Things I’m NOT doing during maternity leave

  • Recording new podcast interviews.
  • Taking on new projects.
  • Responding to comments and DMs (at least not as often as usual).

The last thing on my maternity leave document is a list called “Support I Need After Birth.” It’s my list of all the ways I’d like to prepare now to make our lives easier. For example, we’re planning to avoid cooking (and dirty dishes!) as much as possible, so we’re going to stock up our freezer ahead of time. I’ve also made a list for our fridge so when family and friends come over, there’s a quick reference for ways they can help. I find it really difficult to ask people for help, so I’m hoping the list keeps me accountable to embracing it! 

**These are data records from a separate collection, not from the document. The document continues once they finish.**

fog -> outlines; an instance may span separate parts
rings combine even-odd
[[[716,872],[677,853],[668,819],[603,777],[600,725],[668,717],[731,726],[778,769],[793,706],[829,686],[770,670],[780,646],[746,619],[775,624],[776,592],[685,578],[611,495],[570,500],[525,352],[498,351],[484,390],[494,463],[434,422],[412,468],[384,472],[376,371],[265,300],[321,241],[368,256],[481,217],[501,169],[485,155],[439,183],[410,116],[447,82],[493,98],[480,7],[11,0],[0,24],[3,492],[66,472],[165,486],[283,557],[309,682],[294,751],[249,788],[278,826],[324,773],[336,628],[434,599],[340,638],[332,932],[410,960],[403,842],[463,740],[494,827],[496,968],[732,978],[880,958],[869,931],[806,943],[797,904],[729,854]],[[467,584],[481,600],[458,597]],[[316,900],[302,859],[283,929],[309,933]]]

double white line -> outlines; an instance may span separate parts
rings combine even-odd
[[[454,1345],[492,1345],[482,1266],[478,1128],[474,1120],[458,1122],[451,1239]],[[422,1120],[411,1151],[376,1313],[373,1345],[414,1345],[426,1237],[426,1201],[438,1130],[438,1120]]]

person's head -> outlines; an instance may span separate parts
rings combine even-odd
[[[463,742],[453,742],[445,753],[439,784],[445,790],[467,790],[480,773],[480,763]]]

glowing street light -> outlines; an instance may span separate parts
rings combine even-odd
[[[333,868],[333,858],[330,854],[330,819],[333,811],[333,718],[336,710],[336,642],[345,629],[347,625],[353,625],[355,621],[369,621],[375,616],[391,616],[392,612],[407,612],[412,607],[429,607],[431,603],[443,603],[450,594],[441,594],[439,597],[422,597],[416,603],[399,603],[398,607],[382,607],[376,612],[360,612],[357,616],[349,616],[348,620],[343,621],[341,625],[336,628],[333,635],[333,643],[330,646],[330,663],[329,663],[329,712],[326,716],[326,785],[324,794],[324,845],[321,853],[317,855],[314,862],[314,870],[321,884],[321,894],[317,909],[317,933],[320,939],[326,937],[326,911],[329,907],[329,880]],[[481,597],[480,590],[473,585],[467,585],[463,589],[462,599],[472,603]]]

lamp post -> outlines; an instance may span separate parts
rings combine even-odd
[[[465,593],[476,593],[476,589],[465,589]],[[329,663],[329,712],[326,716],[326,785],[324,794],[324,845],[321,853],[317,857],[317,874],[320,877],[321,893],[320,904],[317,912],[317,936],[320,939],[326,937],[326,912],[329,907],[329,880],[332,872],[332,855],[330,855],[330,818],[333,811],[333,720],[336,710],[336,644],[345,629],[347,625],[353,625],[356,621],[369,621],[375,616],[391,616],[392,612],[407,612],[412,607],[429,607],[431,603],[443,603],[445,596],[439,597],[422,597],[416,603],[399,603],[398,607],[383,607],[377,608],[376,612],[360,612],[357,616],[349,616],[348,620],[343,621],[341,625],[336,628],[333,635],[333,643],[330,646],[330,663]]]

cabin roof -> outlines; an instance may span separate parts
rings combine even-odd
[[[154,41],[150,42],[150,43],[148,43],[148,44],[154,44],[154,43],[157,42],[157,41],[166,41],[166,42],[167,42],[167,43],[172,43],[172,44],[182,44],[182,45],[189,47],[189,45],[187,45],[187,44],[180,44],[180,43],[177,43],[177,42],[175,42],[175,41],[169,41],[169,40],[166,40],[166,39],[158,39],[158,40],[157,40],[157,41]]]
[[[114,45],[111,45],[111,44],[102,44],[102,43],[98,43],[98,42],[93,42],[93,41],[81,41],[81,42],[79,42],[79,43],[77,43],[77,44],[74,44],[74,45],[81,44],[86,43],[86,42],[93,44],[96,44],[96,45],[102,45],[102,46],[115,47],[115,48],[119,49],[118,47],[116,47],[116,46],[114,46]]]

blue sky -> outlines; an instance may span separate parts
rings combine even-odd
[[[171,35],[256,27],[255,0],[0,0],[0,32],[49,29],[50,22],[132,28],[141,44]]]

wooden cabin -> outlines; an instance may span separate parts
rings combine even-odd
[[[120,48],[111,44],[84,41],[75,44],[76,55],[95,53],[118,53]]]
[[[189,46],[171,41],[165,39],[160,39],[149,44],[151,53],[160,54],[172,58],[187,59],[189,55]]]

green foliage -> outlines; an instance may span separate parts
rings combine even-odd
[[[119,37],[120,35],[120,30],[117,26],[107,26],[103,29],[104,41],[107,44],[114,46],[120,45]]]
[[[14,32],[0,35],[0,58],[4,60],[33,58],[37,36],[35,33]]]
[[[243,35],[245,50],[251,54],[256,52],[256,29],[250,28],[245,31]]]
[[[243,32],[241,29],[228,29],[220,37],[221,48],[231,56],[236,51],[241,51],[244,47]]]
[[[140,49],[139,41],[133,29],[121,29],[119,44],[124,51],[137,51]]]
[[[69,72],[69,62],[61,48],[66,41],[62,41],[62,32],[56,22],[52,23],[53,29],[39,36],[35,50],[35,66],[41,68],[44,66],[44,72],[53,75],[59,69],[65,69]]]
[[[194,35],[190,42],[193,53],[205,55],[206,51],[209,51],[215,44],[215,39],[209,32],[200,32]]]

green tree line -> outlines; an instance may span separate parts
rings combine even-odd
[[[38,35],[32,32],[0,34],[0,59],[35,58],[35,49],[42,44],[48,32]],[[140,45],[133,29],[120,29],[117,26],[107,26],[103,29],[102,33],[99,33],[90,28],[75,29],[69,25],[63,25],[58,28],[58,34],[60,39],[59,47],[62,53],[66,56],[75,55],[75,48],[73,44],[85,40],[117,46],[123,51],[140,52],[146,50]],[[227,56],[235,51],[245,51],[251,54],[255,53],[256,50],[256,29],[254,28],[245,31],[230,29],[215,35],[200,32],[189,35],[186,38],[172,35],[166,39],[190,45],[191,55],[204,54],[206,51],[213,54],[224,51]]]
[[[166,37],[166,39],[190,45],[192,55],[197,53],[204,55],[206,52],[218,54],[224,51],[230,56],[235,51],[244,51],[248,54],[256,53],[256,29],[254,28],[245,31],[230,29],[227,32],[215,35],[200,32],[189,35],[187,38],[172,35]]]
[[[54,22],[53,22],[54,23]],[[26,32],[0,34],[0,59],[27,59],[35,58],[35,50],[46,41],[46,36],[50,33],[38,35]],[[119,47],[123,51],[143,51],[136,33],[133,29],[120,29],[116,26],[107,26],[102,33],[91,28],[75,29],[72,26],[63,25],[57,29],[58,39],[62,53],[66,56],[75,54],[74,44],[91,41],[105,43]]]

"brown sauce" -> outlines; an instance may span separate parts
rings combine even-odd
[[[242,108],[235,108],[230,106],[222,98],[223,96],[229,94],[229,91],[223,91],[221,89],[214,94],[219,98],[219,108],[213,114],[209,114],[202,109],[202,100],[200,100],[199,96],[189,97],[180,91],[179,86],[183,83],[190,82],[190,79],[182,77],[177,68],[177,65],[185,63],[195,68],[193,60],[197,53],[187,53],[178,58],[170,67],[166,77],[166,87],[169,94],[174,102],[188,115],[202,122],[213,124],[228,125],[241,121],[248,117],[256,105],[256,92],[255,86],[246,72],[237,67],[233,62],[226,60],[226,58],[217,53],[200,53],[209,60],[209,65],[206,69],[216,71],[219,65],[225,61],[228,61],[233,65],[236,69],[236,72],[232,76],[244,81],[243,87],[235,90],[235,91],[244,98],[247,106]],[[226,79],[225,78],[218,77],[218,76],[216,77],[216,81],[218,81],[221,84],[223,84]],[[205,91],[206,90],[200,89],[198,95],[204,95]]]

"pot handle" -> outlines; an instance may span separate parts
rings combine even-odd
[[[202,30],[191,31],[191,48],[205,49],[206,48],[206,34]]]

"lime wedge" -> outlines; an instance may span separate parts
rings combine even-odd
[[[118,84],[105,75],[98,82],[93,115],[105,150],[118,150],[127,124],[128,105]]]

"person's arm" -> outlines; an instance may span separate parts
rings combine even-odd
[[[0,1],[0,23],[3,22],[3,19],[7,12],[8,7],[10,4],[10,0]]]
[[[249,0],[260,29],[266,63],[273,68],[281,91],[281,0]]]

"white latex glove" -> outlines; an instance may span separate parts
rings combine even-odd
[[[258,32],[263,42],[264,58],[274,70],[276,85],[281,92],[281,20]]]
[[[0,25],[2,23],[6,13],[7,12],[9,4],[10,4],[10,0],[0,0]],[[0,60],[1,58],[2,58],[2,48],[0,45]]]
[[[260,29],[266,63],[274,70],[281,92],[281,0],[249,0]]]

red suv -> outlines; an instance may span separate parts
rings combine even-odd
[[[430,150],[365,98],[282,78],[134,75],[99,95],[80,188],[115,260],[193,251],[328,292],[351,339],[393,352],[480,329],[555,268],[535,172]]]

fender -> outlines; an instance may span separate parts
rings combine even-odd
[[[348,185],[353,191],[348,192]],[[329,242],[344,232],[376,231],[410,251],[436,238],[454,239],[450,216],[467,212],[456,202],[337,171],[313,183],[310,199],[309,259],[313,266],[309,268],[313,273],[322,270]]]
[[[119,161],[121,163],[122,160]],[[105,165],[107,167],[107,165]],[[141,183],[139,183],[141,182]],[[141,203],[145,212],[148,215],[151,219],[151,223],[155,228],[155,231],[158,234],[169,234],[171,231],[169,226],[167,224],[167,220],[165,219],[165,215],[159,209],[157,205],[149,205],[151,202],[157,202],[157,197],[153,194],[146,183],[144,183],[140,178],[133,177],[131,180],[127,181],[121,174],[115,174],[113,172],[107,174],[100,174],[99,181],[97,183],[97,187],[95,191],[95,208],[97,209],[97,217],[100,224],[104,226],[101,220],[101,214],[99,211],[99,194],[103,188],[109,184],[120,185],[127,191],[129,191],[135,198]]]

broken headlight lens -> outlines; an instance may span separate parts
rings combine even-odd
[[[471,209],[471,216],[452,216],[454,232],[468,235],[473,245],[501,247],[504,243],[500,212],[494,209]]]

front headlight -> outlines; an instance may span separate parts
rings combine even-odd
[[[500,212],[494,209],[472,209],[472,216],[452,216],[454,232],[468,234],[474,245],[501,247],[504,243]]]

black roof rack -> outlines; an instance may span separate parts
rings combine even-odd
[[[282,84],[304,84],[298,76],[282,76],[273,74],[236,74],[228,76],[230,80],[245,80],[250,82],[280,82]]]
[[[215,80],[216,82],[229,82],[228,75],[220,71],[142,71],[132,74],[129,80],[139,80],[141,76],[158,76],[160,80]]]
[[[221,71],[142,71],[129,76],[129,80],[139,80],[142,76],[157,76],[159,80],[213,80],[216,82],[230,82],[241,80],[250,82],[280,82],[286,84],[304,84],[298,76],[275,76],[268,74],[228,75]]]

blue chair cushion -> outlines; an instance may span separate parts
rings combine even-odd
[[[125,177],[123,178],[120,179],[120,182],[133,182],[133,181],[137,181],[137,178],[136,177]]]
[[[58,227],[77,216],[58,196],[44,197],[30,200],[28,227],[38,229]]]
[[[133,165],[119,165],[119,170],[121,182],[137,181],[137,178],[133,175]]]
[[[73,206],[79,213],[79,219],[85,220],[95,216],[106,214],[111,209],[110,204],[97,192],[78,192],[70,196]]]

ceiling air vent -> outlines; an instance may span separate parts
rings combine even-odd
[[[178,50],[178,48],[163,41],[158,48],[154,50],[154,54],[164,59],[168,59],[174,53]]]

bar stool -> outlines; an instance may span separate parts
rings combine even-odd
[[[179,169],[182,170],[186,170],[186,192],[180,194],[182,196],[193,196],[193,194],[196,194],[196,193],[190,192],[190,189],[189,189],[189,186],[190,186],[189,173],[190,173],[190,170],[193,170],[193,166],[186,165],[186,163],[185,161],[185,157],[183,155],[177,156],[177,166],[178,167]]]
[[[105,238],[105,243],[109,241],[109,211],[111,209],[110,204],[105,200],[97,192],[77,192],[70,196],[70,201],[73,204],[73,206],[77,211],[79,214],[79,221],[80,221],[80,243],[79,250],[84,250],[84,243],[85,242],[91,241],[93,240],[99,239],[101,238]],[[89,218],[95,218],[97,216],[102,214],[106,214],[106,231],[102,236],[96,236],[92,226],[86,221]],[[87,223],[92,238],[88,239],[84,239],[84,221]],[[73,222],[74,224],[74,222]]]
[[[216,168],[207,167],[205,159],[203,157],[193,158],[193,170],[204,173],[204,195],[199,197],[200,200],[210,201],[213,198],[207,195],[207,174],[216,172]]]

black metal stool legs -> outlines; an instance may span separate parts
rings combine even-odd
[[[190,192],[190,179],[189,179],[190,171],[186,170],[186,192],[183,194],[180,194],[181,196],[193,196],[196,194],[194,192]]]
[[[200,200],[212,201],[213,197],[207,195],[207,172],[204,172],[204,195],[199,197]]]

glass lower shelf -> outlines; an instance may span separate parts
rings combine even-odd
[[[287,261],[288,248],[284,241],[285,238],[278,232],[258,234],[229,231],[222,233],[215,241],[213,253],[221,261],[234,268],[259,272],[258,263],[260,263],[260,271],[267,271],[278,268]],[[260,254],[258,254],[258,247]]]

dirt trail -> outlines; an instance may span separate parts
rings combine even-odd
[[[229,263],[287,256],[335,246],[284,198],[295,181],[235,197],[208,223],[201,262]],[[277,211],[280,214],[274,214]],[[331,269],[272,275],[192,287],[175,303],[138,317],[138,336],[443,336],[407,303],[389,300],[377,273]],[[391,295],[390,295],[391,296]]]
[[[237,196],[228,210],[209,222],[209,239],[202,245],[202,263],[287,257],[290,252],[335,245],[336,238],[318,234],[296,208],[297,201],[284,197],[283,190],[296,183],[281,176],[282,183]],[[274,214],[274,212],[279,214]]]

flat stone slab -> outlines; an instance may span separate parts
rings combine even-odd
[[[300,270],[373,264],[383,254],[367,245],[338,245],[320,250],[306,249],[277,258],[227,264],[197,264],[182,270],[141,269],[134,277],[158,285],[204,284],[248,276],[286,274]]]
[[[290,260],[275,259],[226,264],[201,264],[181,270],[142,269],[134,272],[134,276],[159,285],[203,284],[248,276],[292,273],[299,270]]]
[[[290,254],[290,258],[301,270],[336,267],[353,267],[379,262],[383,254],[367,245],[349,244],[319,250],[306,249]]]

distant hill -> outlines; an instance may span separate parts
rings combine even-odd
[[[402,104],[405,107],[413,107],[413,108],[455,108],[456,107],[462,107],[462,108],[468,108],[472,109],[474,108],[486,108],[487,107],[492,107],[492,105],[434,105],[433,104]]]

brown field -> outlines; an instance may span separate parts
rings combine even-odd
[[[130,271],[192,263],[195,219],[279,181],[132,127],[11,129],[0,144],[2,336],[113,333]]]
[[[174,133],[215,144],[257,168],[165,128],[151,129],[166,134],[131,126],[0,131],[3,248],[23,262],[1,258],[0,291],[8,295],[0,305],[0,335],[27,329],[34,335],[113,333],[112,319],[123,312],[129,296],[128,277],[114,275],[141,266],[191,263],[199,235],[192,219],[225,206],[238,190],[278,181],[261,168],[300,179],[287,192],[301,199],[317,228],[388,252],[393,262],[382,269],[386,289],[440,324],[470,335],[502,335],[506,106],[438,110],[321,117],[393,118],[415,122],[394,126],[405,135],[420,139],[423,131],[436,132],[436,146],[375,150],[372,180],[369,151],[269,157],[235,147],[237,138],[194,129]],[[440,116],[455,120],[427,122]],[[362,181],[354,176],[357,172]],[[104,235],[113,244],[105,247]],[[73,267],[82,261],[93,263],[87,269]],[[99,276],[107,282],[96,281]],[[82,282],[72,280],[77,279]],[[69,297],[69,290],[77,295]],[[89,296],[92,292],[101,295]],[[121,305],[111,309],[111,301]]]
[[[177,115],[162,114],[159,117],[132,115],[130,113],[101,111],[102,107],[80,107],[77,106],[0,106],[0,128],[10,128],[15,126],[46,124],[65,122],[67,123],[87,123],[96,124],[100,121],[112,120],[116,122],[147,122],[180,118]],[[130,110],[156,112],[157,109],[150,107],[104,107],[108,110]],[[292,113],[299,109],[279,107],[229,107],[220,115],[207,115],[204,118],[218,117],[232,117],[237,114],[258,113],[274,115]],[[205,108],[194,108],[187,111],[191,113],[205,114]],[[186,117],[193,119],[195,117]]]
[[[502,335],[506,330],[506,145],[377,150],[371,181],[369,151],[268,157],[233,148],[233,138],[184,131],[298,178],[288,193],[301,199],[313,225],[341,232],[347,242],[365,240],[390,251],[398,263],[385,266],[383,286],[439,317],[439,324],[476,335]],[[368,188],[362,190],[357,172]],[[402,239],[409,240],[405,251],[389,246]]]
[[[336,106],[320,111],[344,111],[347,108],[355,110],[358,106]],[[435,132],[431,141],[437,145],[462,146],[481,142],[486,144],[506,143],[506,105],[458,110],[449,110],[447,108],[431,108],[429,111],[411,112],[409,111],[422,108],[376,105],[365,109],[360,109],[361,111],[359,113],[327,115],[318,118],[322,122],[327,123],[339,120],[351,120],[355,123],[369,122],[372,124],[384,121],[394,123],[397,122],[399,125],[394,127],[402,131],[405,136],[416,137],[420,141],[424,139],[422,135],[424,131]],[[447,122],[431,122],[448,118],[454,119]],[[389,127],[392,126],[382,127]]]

Step 3: Communicate your plans with everyone all the time

During my entire pregnancy, I’ve been checking in with all of my clients on the first of each month and sending an update on where we are with our to-dos before my maternity leave. Not only does this keep us on track, it keeps my due date present in their minds! They’re busy with their own lives and businesses, so it’s easy to forget!

Coming up with how we’ll handle my leave has been a collaborative process with each of my clients. The entire time, we’ve been talking about what they want and need and mutually setting expectations and goals for how things will play out.

Step 4: Figure out the money stuff

This is a BIG part of the maternity leave logistics. For years, I’ve been so intimidated by the financial piece of maternity leave if self-employed. While I want to take the time I need, I don’t love the idea of taking a huge pause and not making money for a couple of months. I wish I had it all perfectly figured out where I could just take off six months and still make my regular income…but that’s not the reality of my business! Here are some of the strategies I’m using to help cover the time when my income won’t be as high as usual.

Saving ahead of time

I set aside a maternity leave fund to cover my pay and expenses during the break. It’s not huge, but I’m SO glad I started it a few months ago. I just set up a savings fund and scheduled a weekly automatic deposit so it would grow over time. For now, that means putting less money into retirement and other long term savings (which is hard and makes me uncomfortable!) But I think the dedicated fund is going to be really helpful.

We also have an additional emergency fund. Of course, I hope we don’t have to use it, but it’s nice to know that if we need to dip into savings for some reason, it’s there. I’ve also been prioritizing our emergency fund this year so we have a bigger cushion if needed. 

Building more passive income

For me, this is mostly in my ThriveCart template shop and through affiliate income. I’m not making a TON of money through these yet, but they’re seeds I’ve planted that will continue to make money and grow my business while I’m away.

Cutting expenses

I’m a pretty budget-conscious person in my personal and business lives under normal circumstances. However, in the last few months I’ve been looking into how we can prioritize savings even more and spend less. I’ve been canceling business subscriptions to different softwares, pausing services, and getting super mindful of what we spend on groceries. This year, we also decided to get super minimal about where we’re traveling and the activities we’re doing so we can prioritize spending on baby-related expenses. 

That’s my full vision for maternity leave self-employed!

Even though I’m at the very end of my pregnancy, it feels kind of surreal that we’re really having a baby! Keep an eye out for a follow-up episode at the end of this year or early next year, where I’ll share how everything went.